RD Congo : au moins trois morts dans des violences à Beni

Par Jeune Afrique avec AFP

Des personnes déplacées à Beni après une attaque contre les civils, le 20 juin 2003. © Karel Prinsloo/AP/SIPA

De sources concordantes, trois personnes, dont un policier et une femme soupçonnée d'être milicienne ADF, ont été tuées mercredi à Beni, au dernier jour du deuil national en mémoire d'une cinquantaine de civils massacrés ce weekend près de cette ville du nord-est de la RDC.

Des manifestants en colère ont barricadé, le 17 août, plusieurs artères de la ville de Beni, scandant des slogans hostiles au gouvernement congolais, accusé de n’être pas en mesure d’arrêter les tueries dans cette partie de la RDC.

La police est intervenue pour disperser la foule en colère, en tirant gaz lacrymogènes et balles réelles. Lors de ces violents heurts, « un policier et un civil ont été tués, neuf personnes sont blessées dont six civils et trois militaires », a déclaré à la presse Edmond Masumbuko, le maire de Beni.

Selon le Dr Jérémie Muhindo, médecin de l’hôpital de Beni, le civil a été « [touché] par une balle qui est entrée par le dos sans sortir de son corps ». « [Le] jeune homme a été tué par un policier près de la rivière Kilokwa », a confirmé de son côté Gilbert Kambale, président de la société civile de Beni.

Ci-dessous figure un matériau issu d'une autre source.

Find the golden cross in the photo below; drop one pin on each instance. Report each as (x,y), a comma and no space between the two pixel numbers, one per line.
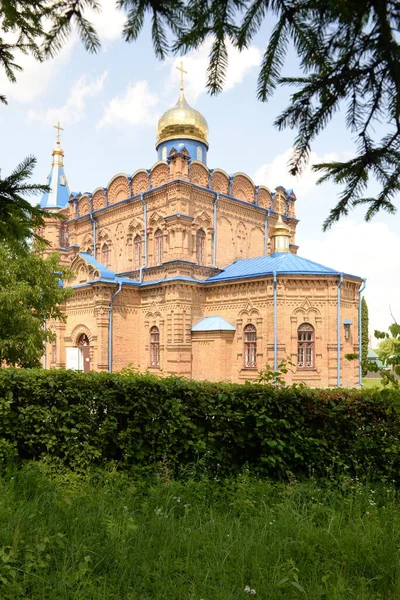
(182,71)
(59,128)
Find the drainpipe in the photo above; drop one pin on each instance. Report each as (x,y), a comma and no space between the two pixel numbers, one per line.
(275,325)
(145,236)
(362,288)
(45,344)
(94,229)
(215,231)
(210,178)
(110,323)
(266,232)
(338,326)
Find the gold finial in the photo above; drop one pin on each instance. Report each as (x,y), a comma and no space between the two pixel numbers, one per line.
(182,71)
(59,128)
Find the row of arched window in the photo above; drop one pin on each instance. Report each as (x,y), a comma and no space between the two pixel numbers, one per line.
(305,347)
(158,249)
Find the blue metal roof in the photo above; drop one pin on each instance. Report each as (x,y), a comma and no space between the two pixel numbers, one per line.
(105,273)
(59,192)
(282,263)
(213,324)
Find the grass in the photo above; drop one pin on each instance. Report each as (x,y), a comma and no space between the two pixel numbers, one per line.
(372,383)
(105,536)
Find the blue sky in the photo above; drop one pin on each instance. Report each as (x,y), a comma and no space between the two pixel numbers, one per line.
(109,104)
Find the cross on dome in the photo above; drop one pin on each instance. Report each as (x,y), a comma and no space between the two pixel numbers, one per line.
(182,71)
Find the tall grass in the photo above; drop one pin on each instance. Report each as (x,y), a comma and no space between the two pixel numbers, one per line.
(104,535)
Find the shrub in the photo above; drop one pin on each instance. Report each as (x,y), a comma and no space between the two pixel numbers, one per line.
(142,421)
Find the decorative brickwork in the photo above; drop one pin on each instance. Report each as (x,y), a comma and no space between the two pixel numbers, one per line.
(149,263)
(118,189)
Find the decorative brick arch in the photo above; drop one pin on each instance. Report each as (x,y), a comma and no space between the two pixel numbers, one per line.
(264,197)
(198,173)
(220,181)
(118,189)
(243,187)
(84,206)
(140,182)
(159,174)
(98,199)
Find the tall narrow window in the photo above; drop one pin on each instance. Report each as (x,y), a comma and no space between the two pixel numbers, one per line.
(54,352)
(154,347)
(250,346)
(200,243)
(63,235)
(305,346)
(137,249)
(105,255)
(158,243)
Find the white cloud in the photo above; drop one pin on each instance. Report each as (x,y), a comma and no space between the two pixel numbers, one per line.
(277,172)
(134,107)
(196,63)
(73,110)
(108,22)
(36,77)
(370,250)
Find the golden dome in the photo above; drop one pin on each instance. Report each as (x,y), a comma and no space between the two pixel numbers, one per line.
(182,121)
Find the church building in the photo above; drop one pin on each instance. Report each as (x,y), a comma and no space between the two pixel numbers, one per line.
(183,269)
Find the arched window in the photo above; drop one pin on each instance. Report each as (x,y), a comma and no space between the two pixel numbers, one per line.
(154,347)
(54,351)
(200,243)
(83,340)
(305,346)
(105,255)
(137,249)
(250,346)
(158,247)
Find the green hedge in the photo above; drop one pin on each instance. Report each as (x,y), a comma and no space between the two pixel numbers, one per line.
(140,420)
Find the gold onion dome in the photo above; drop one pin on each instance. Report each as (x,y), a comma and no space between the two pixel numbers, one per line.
(182,121)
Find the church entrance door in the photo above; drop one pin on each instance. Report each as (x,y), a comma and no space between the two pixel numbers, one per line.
(83,345)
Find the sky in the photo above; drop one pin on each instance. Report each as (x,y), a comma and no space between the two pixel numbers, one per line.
(109,103)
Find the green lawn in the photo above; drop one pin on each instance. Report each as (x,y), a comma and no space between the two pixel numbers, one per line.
(104,536)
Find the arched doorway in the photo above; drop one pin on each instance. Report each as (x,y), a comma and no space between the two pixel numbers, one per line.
(84,348)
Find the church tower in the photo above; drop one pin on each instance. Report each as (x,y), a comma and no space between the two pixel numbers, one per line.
(182,127)
(57,197)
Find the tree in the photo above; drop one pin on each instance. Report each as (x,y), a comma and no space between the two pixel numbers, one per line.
(364,330)
(30,293)
(386,348)
(24,23)
(19,220)
(349,53)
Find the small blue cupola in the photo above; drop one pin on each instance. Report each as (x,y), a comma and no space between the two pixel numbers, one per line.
(59,192)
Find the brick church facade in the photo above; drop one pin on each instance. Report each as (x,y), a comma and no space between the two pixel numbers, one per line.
(181,269)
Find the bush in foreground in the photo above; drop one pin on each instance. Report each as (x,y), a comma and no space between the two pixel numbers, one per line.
(142,420)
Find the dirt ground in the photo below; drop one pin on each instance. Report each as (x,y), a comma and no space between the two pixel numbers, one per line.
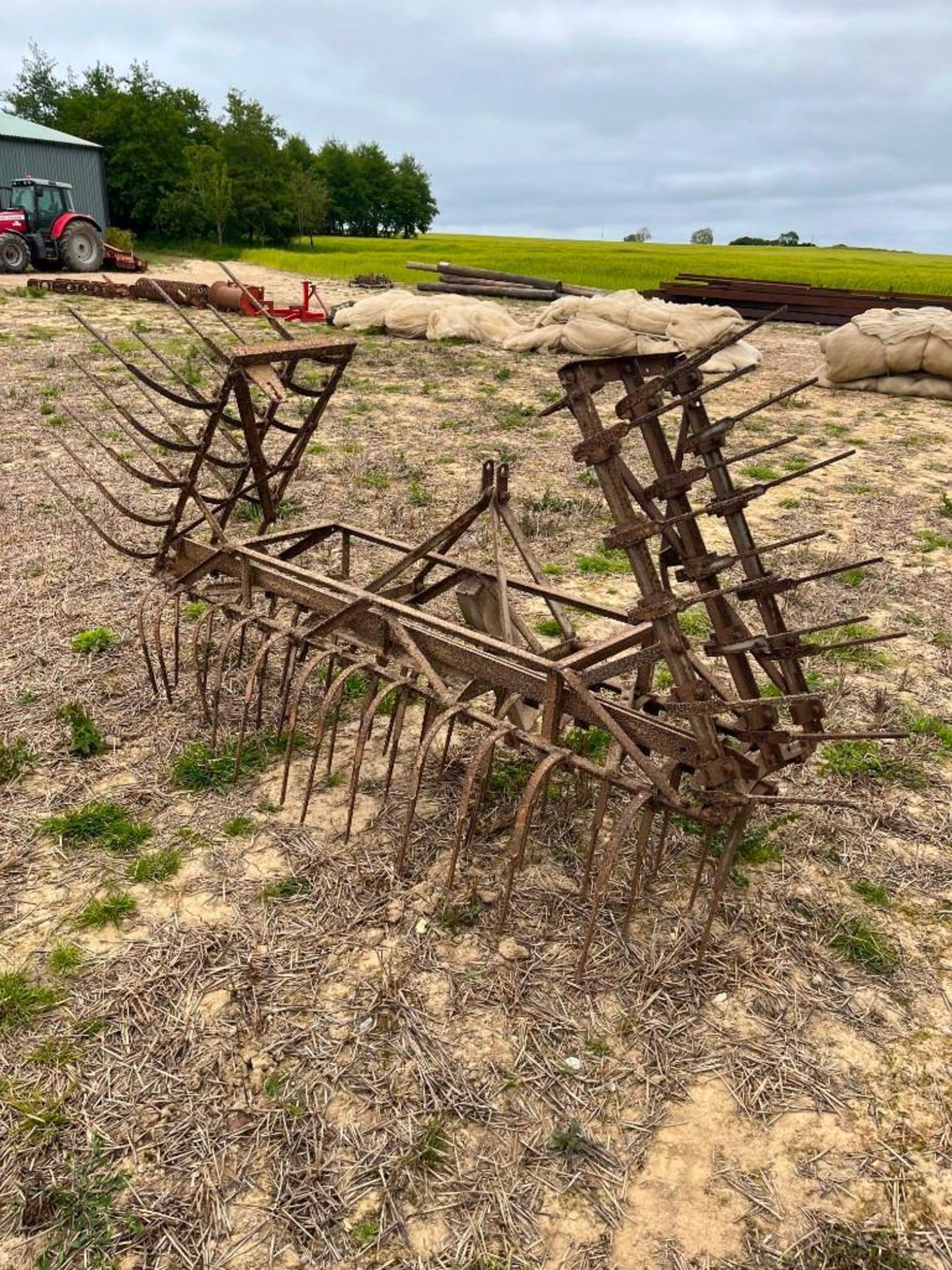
(286,1056)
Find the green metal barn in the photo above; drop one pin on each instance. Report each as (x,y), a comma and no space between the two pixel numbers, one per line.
(33,150)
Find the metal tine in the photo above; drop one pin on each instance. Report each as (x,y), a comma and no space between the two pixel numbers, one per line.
(309,668)
(429,736)
(691,444)
(183,444)
(237,628)
(329,702)
(146,478)
(648,820)
(701,864)
(135,553)
(362,738)
(615,843)
(393,738)
(724,868)
(521,828)
(143,640)
(160,651)
(467,812)
(201,663)
(604,792)
(150,521)
(727,460)
(255,675)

Quelques heures après cet incident, une femme soupçonnée d’être une milicienne ADF (Forces démocratiques alliées, un groupe rebelle ougandais soupçonné d’être auteurs des massacres dans la région) a été lynchée par la foule dans un quartier nord de Beni, non loin des lieux du massacre, a annoncé la mairie.

Selon des témoins, la victime a été tuée à coups de pierres et de bâtons et son corps a ensuite été brûlé.

Procès « de plus d’une centaine d’ADF » annoncé

Mercredi, en début de soirée, la tension restait vive à Beni, où des coups de feu sporadiques étaient entendus et des manifestants continuaient à bloquer des artères à l’aide de barricades.

De leur côté, les ministres de l’Intérieur et de la Défense, en visite à Beni, ont présenté à la presse cinq miliciens ADF présumés, affirmant qu’ils étaient de nationalité tanzanienne, kényane, sud-soudanaise, rwandaise et congolaise, sans toutefois préciser s’ils avaient été arrêtés dans la foulée du massacre du weekend.

Un haut magistrat militaire a annoncé par ailleurs l’ouverture samedi à Beni du procès « de plus d’une centaine d’ADF », sans plus de précisions.